Ada empat narasumber dalam kegiatan tersebut, yakni Asisten Direktur Pemberdayaan Komunitas Bank Indonesia, Karsono, pakar bencana ITB, Dr. Irwan Meilano, lalu dari Disaster Management Institute Indonesia (DMII)-ACT, Wahyu Novian, dan dari Disdik DKI Jakarta, Junaedi.

"Karena seperti kita ketahui bersama, Indonesia dikelilingi cincin api atau ring of fire sehingga menjadi negara yang rentan bencana alam, terutama gempa bumi dan gelombang pasang," ungkap Karsono.

Kegiatan ini ditargetkan bagi mereka yang berjenjang sekolah menengah atas (SMA), karena para siswa dan siswi di jenjang sekolah tersebut sudah bisa dihandalkan dalam mengedukasi masyarakat, menularkan ilmu bermanfaat.

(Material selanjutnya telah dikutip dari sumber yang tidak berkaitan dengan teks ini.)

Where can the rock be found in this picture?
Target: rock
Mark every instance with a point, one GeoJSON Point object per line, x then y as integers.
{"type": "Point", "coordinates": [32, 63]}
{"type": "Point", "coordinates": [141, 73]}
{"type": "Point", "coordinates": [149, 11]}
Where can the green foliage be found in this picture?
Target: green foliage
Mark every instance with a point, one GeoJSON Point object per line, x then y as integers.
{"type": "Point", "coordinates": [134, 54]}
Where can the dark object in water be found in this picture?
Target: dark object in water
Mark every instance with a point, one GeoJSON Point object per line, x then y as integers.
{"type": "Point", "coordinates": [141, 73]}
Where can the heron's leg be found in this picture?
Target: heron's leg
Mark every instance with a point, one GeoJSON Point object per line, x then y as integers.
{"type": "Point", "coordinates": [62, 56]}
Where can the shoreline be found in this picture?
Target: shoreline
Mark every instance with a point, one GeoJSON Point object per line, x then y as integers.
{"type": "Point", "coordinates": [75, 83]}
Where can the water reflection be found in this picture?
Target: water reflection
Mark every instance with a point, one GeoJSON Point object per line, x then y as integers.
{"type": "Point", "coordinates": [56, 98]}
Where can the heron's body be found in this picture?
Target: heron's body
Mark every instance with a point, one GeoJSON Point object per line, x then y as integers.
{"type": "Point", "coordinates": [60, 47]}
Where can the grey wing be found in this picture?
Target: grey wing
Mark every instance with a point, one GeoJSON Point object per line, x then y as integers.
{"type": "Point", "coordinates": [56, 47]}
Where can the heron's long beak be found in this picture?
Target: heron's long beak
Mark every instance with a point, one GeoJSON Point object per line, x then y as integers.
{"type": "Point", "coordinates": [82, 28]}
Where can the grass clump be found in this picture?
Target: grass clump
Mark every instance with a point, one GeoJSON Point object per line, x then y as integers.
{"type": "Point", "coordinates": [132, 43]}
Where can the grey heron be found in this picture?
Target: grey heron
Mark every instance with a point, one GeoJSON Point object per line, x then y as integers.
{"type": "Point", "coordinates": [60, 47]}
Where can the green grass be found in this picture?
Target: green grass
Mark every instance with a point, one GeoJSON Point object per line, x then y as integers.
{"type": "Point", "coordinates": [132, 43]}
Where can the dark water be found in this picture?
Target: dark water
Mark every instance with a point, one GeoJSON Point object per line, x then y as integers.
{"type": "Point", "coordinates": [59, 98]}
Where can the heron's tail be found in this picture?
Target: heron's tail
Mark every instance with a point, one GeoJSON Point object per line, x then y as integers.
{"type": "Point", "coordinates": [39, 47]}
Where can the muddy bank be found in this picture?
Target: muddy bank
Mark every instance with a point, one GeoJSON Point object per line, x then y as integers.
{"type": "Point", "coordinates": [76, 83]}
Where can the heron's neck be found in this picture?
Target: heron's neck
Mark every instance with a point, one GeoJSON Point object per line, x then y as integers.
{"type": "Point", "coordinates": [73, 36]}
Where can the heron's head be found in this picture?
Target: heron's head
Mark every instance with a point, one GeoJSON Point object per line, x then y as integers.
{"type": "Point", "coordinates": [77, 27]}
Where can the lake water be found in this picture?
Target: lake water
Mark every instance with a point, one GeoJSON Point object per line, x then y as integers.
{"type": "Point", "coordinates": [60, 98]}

Kegiatan tersebut dikemas dalam seminar berjudul "Sekolah Siaga Bencana" yang digelar di Museum Bank Indonesia, kawasan Kota Tua, Jakarta Pusat, awal Agustus 2015 lalu. Mengapa tajuk utamanya adalah bencana?

Melalui Sekolah Siaga Bencana, masyarakat akan mendapatkan edukasi mengenai mitigasi bencana, dari para siswa-siswi yang telah mendapatkan manfaat ilmu manajemen risiko bencana. Menurut Karsono, kegiatan preventif tersebut dilakukan lantaran selama ini aksi cepat tanggap terjadi disaat bencana sudah terjadi.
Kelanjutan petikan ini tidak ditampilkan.